A proposta, na medida que prevê a possibilidade de admitir divorciados recasados à comunhão eucarística é, de facto, uma mudança doutrinal. E isso é contrário ao facto de que se afirma de não querer mudar a doutrina. Por outro lado, a doutrina, pela sua própria natureza, não pode ser modificada se é o objecto do Magistério autêntico da Igreja. Antes de se falar e lidar com uma eventual revisão da disciplina vigente, é necessário reflectir sobre a natureza desta disciplina. Ao lidar com este assunto dever-se-ia, em primeiro lugar, reflectir sobre esta doutrina e o seu grau de firmeza; é preciso estudar bem aquilo que pode ser modificado e o que não pode ser modificado. A dúvida foi insinuada na mesma proposta quando pede um aprofundamento, que deve ser doutrinal e prévio a qualquer decisão.

Podemos também perguntar se é da competência de um Sínodo de Bispos tratar de um assunto como este: o valor da doutrina e da disciplina vigente na Igreja, que se foi formando ao longo dos séculos e sancionado com intervenções do Magistério supremo da Igreja. Além disso, quem é competente (é capaz/tem competência?) de mudar o Magistério de outros papas? Este seria um precedente perigoso. Por outro lado, a novidade que se introduziria caso o texto da proposta fosse aprovado seria (constituiria) uma gravidade sem precedentes:

a) a possibilidade de admitir à comunhão eucarística, com a aprovação explícita da Igreja, uma pessoa em estado de pecado mortal, com (levanta) o perigo de sacrilégio e de profanação da eucaristia;

b) ao fazer assim, questiona-se o princípio geral da necessidade de o estado de graça santificante para receber a Sagrada Comunhão, especialmente numa época em que se introduziu, ou está sendo introduzida, na Igreja uma prática geral de aceder à Eucaristia sem confissão sacramental, mesmo quando consciente de se encontrar em pecado grave, com todas as consequências nefastas que esta prática acarreta;

c) a admissão à comunhão eucarística dos fiéis que vivem «more uxorio» (como marido e mulher) significaria pôr em causa a própria moral sexual, particularmente fundada no Sexto Mandamento;

d) além disso, desta forma dar-se-ia relevo (relevância?) à convivência ou a outros vínculos, enfraquecendo, de facto, o princípio da indissolubilidade do matrimónio.

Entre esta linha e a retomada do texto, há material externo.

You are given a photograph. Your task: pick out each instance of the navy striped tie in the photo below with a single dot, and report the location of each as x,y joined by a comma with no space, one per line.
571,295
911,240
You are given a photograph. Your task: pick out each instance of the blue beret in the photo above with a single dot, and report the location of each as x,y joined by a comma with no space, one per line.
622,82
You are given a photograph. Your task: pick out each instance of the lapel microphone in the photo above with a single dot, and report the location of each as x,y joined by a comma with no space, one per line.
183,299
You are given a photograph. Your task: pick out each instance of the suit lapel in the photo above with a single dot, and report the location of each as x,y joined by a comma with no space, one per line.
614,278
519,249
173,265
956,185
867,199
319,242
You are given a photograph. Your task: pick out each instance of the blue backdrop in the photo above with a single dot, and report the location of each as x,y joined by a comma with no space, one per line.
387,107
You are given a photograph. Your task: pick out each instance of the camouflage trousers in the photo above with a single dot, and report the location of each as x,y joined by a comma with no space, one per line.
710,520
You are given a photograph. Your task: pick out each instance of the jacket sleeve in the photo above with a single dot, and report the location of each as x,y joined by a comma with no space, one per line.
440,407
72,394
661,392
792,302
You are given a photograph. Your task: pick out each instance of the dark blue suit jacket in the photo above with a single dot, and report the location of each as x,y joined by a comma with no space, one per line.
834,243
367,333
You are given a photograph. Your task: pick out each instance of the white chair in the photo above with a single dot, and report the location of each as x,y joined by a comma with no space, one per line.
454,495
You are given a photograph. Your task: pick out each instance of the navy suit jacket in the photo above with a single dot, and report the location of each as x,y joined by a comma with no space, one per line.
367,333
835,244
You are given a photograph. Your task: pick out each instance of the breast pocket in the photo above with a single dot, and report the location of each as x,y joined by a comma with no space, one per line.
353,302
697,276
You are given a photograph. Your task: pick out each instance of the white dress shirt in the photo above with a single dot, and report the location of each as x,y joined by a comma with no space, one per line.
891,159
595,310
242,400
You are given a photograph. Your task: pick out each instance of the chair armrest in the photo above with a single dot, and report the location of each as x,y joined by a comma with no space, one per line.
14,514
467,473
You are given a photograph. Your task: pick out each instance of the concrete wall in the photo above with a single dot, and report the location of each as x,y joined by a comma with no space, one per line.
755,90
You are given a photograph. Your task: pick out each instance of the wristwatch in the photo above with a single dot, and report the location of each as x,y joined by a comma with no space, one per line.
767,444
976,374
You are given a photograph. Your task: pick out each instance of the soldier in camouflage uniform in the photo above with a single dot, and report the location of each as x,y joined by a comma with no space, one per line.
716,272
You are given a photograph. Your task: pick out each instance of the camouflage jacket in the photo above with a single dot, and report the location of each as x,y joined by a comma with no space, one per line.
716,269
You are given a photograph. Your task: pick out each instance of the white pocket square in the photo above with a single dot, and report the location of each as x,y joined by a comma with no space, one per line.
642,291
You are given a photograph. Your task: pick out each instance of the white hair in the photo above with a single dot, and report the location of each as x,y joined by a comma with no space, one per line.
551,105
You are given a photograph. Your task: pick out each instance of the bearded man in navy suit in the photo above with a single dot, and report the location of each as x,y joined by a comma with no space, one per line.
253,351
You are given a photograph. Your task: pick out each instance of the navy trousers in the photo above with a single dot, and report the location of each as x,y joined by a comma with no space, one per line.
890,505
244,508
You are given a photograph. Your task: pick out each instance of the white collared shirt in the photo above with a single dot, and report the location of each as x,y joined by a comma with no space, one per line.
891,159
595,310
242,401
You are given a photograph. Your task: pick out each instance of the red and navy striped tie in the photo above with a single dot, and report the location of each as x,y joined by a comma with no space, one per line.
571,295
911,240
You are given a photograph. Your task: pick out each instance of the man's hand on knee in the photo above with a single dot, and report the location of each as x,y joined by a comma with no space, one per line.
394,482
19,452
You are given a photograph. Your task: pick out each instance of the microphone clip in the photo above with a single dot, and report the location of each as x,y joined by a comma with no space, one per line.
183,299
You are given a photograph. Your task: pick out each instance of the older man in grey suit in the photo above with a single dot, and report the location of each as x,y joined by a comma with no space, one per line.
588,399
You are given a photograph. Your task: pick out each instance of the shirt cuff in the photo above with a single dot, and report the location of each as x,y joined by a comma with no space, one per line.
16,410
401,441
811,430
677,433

4. Razões para conservar a disciplina vigente

A esse respeito, a proposta estabelece o seguinte: «Diversos Padres sinodais insistiram a favor da disciplina actualmente em vigor, em virtude da relação constitutiva entre a participação na Eucaristia e a comunhão com a Igreja e o seu ensinamento sobre o matrimónio indissolúvel

O texto não é muito claro e, em qualquer caso, é insuficiente porque incide sobre a problemática em causa. Em causa não estão apenas razões disciplinares para decidir de acordo com a maioria, mas antes uma doutrina e um Magistério (neste caso talvez seja «ensino») disponível, o que certamente vai além das competências de um Sínodo Extraordinário dos Bispos. Na verdade, neste problema estão implicadas questões doutrinais de extrema importância, às quais já nos referimos. Deve-se («é preciso»?) especificar que a razão para a exclusão da Eucaristia é, simplesmente, a condição em que se encontra um divorciado que vive maritalmente com outra pessoa: um estado de pecado grave objectivo. O facto de que esta condição seja causada pelo divórcio ou por um eventual novo vínculo civil não tem relevância (relevo?) sobre a condição moral que excluí a eucaristia: encontrar-se num estado permanente de violação da lei moral da Igreja.

5. Aprofundamentos

A proposta sustenta ainda: «Esta questão ainda deve ser aprofundada, tendo perfeitamente presente a distinção entre situação objectiva de pecado e circunstâncias atenuantes, uma vez que «a imputabilidade e a responsabilidade de um acto podem ser diminuídas, e até anuladas» por diversos «factores psíquicos ou sociais» (Catecismo da Igreja Católica, 1735).»

O texto afirma a necessidade de um aprofundamento somente de um ponto de vista, muito fraco. Na verdade, cita-se o Catecismo da Igreja Católica, com o qual não é possível discordar. O problema reside no facto de saber quanto incide este parágrafo do Catecismo da Igreja Católica na problemática aqui tratada. A primeira fonte de moralidade é aquela objectiva. E é da moralidade objectiva que aqui se trata.